Small Sieve

Small Sieve is a Telegram Bot API-based Python backdoor that has been distributed using a Nullsoft Scriptable Install System (NSIS) Installer; it has been used by MuddyWater since at least January 2022.[1][2]

Security researchers have also noted Small Sieve's use by UNC3313, which may be associated with MuddyWater.[3]

ID: S1035
Associated Software: GRAMDOOR
Platforms: Windows
Version: 1.0
Created: 16 August 2022
Last Modified: 14 October 2022

Associated Software Descriptions

Name Description


Techniques Used

Domain ID Name Use
Enterprise T1071 .001 Application Layer Protocol: Web Protocols

Small Sieve can contact actor-controlled C2 servers by using the Telegram API over HTTPS.[1]

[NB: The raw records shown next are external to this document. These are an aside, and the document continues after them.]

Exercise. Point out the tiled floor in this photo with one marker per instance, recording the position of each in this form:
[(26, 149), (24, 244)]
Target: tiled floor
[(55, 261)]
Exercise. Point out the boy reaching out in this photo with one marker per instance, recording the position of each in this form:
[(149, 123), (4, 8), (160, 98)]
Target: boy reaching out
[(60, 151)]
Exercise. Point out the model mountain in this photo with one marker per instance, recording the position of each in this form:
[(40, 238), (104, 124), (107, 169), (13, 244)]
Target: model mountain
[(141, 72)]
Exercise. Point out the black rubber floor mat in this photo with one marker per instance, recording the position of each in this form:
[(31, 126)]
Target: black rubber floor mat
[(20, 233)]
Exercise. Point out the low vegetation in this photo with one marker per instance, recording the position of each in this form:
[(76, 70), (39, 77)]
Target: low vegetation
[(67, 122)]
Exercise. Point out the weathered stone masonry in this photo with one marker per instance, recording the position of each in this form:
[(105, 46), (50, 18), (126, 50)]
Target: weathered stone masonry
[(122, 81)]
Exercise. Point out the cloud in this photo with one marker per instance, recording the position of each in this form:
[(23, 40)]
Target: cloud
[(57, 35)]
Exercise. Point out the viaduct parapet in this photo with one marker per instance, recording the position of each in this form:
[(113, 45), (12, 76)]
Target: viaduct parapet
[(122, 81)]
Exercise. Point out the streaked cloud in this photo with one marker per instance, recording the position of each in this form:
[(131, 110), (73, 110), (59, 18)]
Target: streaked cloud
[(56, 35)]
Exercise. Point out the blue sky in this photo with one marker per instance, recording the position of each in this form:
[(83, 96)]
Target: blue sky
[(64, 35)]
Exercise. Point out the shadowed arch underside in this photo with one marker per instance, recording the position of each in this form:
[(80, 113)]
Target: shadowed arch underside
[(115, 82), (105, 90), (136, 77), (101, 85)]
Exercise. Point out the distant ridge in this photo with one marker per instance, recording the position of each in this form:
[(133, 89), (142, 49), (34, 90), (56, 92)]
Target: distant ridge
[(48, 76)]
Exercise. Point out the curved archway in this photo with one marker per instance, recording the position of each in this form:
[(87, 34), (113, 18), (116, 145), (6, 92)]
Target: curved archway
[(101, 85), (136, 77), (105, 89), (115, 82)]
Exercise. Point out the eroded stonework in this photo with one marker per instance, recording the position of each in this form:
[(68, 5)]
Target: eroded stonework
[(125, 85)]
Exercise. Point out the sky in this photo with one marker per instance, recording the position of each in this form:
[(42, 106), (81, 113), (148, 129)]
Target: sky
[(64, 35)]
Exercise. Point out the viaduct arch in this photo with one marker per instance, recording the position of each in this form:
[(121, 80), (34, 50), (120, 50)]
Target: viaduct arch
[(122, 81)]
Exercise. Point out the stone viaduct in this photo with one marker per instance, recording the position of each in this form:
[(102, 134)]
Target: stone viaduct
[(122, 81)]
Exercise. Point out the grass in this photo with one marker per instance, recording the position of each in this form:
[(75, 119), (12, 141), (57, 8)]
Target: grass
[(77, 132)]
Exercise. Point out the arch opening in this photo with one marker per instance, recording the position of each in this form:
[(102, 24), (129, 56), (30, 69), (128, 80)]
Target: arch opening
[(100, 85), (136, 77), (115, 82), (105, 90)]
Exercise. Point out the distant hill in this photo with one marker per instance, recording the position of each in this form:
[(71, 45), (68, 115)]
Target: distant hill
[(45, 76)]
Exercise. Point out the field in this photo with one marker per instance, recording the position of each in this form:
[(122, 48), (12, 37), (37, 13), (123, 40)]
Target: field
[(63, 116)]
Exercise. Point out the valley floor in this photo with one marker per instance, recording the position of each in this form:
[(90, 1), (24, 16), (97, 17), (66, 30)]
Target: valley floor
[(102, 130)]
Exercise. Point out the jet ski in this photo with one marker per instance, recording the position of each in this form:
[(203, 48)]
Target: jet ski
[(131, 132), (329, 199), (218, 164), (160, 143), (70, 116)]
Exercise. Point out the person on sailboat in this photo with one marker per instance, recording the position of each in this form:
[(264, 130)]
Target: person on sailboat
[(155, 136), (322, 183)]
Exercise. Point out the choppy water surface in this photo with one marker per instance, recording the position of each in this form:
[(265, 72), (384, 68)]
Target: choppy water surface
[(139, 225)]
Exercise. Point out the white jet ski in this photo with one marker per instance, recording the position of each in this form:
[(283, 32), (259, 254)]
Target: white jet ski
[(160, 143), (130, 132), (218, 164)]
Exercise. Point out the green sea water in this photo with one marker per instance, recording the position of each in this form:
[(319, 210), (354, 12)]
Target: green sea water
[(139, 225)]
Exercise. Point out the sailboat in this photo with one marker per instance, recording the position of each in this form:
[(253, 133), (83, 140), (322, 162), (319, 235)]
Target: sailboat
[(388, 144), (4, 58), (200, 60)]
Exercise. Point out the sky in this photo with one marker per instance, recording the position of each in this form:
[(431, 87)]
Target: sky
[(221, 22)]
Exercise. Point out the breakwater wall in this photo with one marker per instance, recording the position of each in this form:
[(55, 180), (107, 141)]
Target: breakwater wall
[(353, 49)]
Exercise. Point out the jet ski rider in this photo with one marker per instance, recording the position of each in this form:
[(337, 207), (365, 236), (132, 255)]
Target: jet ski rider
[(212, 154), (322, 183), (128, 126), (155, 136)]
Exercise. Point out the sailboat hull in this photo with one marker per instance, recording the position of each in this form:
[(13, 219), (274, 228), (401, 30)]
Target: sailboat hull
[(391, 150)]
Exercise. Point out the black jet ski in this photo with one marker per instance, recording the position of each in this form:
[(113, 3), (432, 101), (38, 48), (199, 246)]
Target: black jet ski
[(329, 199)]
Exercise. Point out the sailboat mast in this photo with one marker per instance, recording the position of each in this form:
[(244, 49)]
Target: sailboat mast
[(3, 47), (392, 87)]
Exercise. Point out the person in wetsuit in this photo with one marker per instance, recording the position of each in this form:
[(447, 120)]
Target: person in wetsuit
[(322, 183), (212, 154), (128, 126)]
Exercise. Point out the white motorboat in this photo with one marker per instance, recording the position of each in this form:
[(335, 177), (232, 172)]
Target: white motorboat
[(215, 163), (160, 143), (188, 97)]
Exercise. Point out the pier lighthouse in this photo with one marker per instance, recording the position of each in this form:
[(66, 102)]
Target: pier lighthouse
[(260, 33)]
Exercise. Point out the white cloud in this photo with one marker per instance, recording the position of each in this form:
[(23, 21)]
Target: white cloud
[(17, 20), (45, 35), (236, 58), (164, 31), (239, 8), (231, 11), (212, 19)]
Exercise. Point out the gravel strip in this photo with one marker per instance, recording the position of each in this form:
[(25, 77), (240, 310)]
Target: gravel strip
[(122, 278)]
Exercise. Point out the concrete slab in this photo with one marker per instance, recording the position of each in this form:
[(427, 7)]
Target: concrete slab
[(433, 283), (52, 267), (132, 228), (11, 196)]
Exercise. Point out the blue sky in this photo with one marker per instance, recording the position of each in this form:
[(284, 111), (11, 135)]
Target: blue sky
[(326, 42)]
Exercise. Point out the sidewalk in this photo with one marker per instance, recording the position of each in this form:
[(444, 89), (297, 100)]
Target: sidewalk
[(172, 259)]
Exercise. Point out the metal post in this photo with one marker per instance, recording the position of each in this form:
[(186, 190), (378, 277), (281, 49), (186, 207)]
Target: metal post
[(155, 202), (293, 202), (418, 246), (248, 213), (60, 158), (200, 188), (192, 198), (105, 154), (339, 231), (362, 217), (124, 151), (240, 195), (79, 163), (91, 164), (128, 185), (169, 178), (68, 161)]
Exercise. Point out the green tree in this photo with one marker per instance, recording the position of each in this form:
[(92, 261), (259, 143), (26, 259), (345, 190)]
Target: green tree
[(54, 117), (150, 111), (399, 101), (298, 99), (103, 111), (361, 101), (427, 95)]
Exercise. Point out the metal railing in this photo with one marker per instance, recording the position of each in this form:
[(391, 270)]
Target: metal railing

Enterprise T1547 .001 Boot or Logon Autostart Execution: Registry Run Keys / Startup Folder

Small Sieve has the ability to add itself to HKCU\Software\Microsoft\Windows\CurrentVersion\Run\OutlookMicrosift for persistence.[2]

Enterprise T1059 .003 Command and Scripting Interpreter: Windows Command Shell

Small Sieve can use cmd.exe to execute commands on a victim's system.[2]

.006 Command and Scripting Interpreter: Python

Small Sieve can use Python scripts to execute commands.[2]

Enterprise T1132 .002 Data Encoding: Non-Standard Encoding

Small Sieve can use a custom hex byte swapping encoding scheme to obfuscate tasking traffic.[1][2]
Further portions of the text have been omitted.